摘要
【目的】通过大规模文本聚类技术进行话题检测,并自动拣选优质话题。【方法】以新浪微博上与饮食相关的微博内容为数据源,结合文本聚类与深度学习知识进行话题检测。通过匹配微博发布的月份,将微博划分为四季微博;使用向量空间模型和文本聚类方法,对不同季节的微博进行话题检测,获得候选话题;结合深度学习知识,提出主题覆盖率概念,用以自动评价话题质量,去除低质量话题。【结果】基于主题覆盖率的话题筛选结果符合人工拣选预期,抽取获得主题覆盖率高于0.5的优质话题。【局限】话题检测质量的评价主要以定性评价为主。【结论】通过计算主题覆盖率来自动选择优质话题,该方法效率高,通用性强,获得的话题便于理解,较好地揭示了四季中饮食微博的话题分布。
[Objective] This study aims to identify microblog post topics, and then automatically extract high quality ones with the help of text clustering techniques. [Methods] We collected food related microblog posts from Sina Weibo as raw data, then applied text clustering and deep learning techniques to detect the target topics. First, we categorized the microblog posts by the four seasons in accordance with their publishing dates. Second, we created a vector space model and used text clustering method to retrieve candidate topics. Finally, we automatically identified the quality topics with deep learning technology. [Results] We automatically identified the high quality topics manually found by researchers, and their topic coverage values were all higher than 0.5. [Limitations] We decided the topic quality based on qualitative data. [Conclusions] The proposed method could extract high quality topics effectively.

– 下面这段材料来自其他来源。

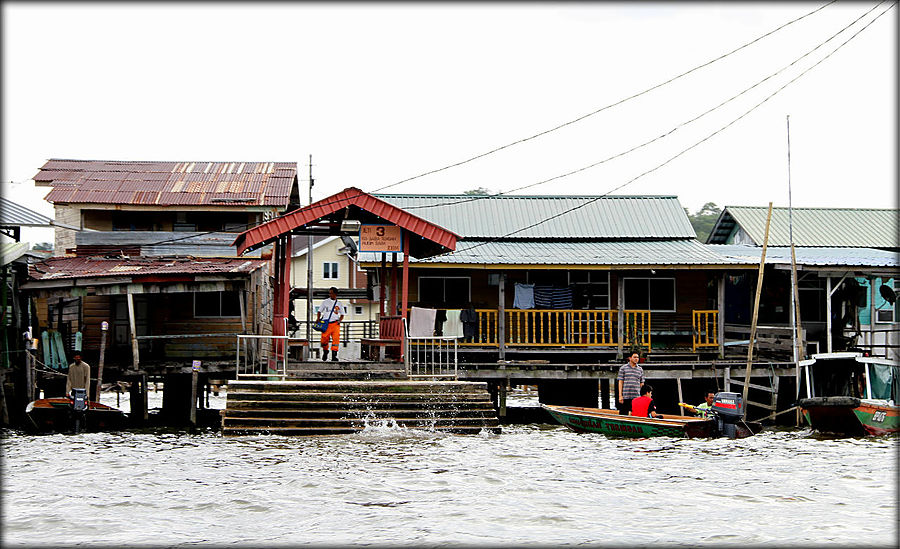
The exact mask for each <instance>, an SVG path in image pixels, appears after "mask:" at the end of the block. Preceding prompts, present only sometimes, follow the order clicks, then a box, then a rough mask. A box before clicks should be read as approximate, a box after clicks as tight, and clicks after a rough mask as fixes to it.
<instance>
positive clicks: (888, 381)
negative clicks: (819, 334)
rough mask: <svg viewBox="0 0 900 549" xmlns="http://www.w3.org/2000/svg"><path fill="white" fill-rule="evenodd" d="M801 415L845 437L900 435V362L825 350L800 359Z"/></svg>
mask: <svg viewBox="0 0 900 549" xmlns="http://www.w3.org/2000/svg"><path fill="white" fill-rule="evenodd" d="M800 366H801V368H802V371H801V376H802V377H801V385H802V386H803V387H804V389H805V392H806V395H807V396H806V397H805V398H801V399H799V400H798V402H797V404H798V405H799V406H800V410H801V415H802V416H803V418H804V420H805V421H806V423H807V424H808V425H809V426H810V427H812V428H813V429H815V430H817V431H820V432H823V433H830V434H837V435H843V436H866V435H889V434H897V433H900V407H898V406H897V398H898V393H900V390H898V388H900V365H898V364H897V363H896V362H894V361H891V360H887V359H882V358H873V357H865V356H863V355H862V354H861V353H852V352H844V353H822V354H816V355H813V356H812V357H811V358H810V359H808V360H804V361H801V362H800Z"/></svg>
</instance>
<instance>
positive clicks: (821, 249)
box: [707, 208, 900, 268]
mask: <svg viewBox="0 0 900 549" xmlns="http://www.w3.org/2000/svg"><path fill="white" fill-rule="evenodd" d="M767 209H768V208H767ZM707 246H709V248H711V249H712V250H713V251H714V252H715V253H717V254H721V255H723V256H726V257H729V258H733V259H741V260H745V261H751V262H754V263H756V264H759V258H760V255H762V247H761V246H740V245H735V244H708V245H707ZM794 255H795V256H796V258H797V259H796V260H797V264H798V265H803V266H811V267H812V266H818V267H829V266H833V267H894V268H896V267H900V258H898V257H897V254H896V253H895V252H890V251H885V250H876V249H873V248H839V247H835V248H825V247H806V248H798V247H797V246H796V245H795V246H794ZM770 264H781V265H790V264H791V248H790V246H787V247H782V246H768V247H767V248H766V265H770Z"/></svg>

The retrieved topics reflect the distribution of food related microblog posts in the four seasons.
出处
《现代图书情报技术》
CSSCI
2016年第10期70-80,共11页
New Technology of Library and Information Service
基金
国家社会科学基金项目"在线社交网络中基于用户的知识组织模式研究"(项目编号:14BTQ033)
国家社会科学基金重点项目"大数据环境下社会舆情与决策支持方法体系研究"(项目编号:14AZD084)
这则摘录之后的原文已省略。